Assessing the effectiveness of irrigator-driven groundwater conservation programs to drought: a case study of the northwestern Kansas Local Enhanced Management Areas

Groundwater pumping for irrigation has led to declining groundwater levels in agricultural areas around the world, including the U.S. High Plains Aquifer. Here, we used a process-based crop model, AquaCrop, to assess the effectiveness of different irrigation management strategies during a synthetic multi-year drought. We focused on the Groundwater Management District 4 Local Enhanced Management Area (GMD-4 LEMA), a regional groundwater conservation program in the northwestern Kansas portion of the High Plains Aquifer. We first calibrated corn and sorghum AquaCrop models to simulate yield and irrigation using the Particle Swarm Optimization algorithm, and then applied a novel difference-based bias correction method to improve performance. We found that the corn models outperformed the sorghum models, likely due to limited observational sorghum data. However, both models performed satisfactorily during drought periods. We then evaluated the effectiveness of the groundwater conservation program in reducing water use during a synthetic five-year drought under three irrigation strategies.

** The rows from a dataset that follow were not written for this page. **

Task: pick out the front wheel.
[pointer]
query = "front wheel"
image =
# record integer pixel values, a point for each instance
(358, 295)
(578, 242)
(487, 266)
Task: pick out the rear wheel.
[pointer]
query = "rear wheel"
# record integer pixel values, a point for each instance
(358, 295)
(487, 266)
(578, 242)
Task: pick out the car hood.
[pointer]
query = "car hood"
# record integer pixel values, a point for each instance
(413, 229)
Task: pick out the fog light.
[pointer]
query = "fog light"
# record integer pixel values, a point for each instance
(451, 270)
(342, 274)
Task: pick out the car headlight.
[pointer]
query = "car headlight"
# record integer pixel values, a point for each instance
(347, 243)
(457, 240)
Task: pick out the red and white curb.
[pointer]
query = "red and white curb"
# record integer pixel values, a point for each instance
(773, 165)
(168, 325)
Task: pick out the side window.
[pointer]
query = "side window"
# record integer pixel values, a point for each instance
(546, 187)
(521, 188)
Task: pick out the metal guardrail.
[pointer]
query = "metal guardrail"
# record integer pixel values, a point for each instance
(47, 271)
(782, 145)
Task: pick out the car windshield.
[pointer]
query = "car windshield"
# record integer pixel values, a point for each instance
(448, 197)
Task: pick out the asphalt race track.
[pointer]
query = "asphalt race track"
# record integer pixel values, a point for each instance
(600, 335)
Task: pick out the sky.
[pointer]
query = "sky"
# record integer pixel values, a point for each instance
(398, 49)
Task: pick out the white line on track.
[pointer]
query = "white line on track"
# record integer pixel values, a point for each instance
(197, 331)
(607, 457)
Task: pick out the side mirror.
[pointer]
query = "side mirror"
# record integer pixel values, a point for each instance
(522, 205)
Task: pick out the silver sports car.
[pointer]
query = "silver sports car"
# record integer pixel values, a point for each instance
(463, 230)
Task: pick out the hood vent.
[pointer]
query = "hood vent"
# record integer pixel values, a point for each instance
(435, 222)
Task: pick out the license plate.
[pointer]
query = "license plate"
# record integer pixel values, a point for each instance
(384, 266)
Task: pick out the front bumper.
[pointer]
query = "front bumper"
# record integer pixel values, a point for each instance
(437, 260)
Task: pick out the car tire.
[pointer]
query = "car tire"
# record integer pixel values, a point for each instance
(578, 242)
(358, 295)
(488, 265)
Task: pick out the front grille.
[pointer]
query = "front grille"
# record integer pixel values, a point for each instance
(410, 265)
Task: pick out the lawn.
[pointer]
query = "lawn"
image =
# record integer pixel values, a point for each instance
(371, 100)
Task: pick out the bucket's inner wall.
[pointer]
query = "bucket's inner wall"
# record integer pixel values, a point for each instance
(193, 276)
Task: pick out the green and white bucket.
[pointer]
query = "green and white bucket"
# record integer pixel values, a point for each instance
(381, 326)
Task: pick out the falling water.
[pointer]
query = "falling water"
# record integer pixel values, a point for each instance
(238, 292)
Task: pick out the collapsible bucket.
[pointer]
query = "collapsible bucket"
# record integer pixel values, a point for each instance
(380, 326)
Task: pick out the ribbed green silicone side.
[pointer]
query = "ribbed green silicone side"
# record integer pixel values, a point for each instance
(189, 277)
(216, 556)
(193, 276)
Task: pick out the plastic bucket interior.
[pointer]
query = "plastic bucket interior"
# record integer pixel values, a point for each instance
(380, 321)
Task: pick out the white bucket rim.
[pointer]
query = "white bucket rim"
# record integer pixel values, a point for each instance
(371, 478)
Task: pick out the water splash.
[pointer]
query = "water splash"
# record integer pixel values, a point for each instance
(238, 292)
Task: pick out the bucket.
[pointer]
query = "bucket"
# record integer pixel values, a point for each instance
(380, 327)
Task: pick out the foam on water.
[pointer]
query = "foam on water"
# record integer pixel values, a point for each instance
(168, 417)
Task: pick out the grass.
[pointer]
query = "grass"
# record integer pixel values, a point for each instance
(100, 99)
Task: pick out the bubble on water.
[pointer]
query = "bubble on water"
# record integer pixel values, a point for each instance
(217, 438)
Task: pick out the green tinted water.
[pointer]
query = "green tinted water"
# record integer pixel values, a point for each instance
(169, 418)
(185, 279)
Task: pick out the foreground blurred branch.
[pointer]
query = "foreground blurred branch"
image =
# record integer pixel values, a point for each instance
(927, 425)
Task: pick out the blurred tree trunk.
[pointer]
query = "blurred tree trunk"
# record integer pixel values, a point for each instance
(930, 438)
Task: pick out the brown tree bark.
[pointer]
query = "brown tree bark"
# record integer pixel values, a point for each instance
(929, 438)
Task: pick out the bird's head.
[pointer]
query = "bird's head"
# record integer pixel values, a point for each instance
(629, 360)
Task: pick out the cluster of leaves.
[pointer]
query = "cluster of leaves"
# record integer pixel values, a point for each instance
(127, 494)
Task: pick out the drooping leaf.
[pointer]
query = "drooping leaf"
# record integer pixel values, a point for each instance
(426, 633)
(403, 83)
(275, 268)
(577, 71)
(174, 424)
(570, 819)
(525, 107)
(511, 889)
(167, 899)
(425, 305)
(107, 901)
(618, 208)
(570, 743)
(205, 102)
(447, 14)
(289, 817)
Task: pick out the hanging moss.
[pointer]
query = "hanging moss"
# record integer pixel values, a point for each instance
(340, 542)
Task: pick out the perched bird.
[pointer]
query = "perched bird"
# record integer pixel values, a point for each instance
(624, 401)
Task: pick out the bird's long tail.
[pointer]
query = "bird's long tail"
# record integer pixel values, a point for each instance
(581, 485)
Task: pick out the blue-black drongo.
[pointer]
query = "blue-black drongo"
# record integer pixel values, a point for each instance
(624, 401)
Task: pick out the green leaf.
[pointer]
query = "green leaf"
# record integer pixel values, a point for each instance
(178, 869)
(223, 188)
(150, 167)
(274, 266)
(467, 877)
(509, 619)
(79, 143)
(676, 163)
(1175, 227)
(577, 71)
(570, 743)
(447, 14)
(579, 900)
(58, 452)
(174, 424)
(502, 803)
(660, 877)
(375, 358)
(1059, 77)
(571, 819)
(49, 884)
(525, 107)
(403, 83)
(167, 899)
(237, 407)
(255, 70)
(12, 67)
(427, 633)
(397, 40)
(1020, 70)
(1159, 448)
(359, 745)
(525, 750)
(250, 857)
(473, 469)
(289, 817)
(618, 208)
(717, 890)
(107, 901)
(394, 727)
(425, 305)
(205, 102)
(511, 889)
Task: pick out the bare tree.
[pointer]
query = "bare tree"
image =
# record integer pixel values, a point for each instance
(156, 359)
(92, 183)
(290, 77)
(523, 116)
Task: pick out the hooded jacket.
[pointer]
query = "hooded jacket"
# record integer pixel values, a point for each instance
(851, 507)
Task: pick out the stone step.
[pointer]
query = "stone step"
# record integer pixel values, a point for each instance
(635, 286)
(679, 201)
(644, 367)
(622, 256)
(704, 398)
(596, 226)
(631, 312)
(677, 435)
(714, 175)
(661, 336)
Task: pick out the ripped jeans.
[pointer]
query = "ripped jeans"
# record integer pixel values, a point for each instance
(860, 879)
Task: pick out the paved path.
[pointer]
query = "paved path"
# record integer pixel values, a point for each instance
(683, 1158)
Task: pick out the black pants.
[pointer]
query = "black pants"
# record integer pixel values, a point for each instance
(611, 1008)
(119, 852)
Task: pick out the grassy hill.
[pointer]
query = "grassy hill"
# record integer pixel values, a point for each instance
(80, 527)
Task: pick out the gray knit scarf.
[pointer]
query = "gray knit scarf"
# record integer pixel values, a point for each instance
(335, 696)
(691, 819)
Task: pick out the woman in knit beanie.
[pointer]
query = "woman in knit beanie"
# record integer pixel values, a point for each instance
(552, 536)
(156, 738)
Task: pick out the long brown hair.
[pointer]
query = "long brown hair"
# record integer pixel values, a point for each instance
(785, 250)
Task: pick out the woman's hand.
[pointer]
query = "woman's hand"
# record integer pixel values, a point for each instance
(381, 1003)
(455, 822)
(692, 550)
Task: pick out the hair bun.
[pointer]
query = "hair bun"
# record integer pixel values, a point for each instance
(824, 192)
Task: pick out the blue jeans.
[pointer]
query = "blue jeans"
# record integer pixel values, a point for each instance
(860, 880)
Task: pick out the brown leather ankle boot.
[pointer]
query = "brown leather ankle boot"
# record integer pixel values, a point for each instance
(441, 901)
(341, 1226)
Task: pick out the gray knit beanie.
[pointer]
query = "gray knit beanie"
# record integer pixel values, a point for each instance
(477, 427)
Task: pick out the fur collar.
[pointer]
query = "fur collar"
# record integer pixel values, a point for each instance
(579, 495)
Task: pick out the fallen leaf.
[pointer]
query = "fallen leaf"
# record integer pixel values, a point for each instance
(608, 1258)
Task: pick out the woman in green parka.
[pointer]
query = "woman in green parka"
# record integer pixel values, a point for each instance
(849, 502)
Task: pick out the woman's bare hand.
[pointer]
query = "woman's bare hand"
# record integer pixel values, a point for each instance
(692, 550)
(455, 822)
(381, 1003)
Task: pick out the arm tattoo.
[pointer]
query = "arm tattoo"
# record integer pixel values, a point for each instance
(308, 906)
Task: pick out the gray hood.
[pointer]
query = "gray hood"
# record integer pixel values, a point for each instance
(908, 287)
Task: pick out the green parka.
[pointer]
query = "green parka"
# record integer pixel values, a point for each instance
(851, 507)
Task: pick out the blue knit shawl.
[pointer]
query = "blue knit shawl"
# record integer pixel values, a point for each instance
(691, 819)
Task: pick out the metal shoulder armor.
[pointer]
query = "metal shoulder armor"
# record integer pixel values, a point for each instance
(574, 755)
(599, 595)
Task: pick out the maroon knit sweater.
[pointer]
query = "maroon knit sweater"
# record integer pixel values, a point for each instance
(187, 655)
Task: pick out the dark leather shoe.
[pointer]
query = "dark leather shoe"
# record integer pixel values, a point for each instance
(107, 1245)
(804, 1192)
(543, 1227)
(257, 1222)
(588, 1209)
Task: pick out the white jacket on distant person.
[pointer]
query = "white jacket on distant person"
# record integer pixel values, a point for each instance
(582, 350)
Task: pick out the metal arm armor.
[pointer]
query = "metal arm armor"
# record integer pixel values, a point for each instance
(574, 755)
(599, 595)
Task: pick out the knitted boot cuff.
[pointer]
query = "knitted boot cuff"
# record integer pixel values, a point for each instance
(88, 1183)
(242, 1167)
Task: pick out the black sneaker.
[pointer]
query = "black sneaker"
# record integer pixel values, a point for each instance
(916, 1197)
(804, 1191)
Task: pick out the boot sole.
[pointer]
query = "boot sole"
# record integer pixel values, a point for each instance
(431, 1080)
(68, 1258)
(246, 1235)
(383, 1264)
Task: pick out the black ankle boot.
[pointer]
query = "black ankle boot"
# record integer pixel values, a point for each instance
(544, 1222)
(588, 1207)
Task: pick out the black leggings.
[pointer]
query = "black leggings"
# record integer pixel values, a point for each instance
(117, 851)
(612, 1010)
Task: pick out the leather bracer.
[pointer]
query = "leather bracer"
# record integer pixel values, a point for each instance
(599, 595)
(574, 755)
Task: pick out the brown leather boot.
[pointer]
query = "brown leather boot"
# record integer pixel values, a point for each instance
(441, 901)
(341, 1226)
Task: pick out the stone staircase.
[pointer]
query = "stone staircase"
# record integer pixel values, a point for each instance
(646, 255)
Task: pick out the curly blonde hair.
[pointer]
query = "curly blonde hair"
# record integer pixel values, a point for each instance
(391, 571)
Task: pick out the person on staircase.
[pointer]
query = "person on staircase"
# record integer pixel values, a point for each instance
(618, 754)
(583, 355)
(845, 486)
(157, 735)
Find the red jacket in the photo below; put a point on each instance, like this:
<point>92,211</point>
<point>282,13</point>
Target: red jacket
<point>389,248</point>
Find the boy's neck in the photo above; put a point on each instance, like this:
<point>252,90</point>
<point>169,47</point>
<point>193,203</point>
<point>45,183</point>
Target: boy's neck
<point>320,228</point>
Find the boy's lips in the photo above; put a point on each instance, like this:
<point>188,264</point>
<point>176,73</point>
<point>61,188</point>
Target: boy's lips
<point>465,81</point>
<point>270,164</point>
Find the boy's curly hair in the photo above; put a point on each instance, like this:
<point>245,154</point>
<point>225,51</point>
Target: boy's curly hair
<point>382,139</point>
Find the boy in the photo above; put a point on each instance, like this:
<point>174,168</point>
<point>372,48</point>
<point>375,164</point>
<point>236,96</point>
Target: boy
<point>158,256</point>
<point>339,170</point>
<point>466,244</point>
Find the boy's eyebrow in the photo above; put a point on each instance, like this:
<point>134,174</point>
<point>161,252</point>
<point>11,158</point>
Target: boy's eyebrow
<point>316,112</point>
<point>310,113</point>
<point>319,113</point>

During the synthetic drought, corn irrigation requirements were roughly double those of sorghum. However, even simulated corn irrigation needs were generally less than current water allocations, supporting past work that suggests the current GMD-4 LEMA water allocations are ineffective for conserving water. Model simulations also indicated that water conservation strategies could reduce annual irrigation requirements without a substantial reduction in crop yield through improved water use efficiency, suggesting that lower allocations would be a feasible approach to reduce irrigation and slow groundwater decline rates.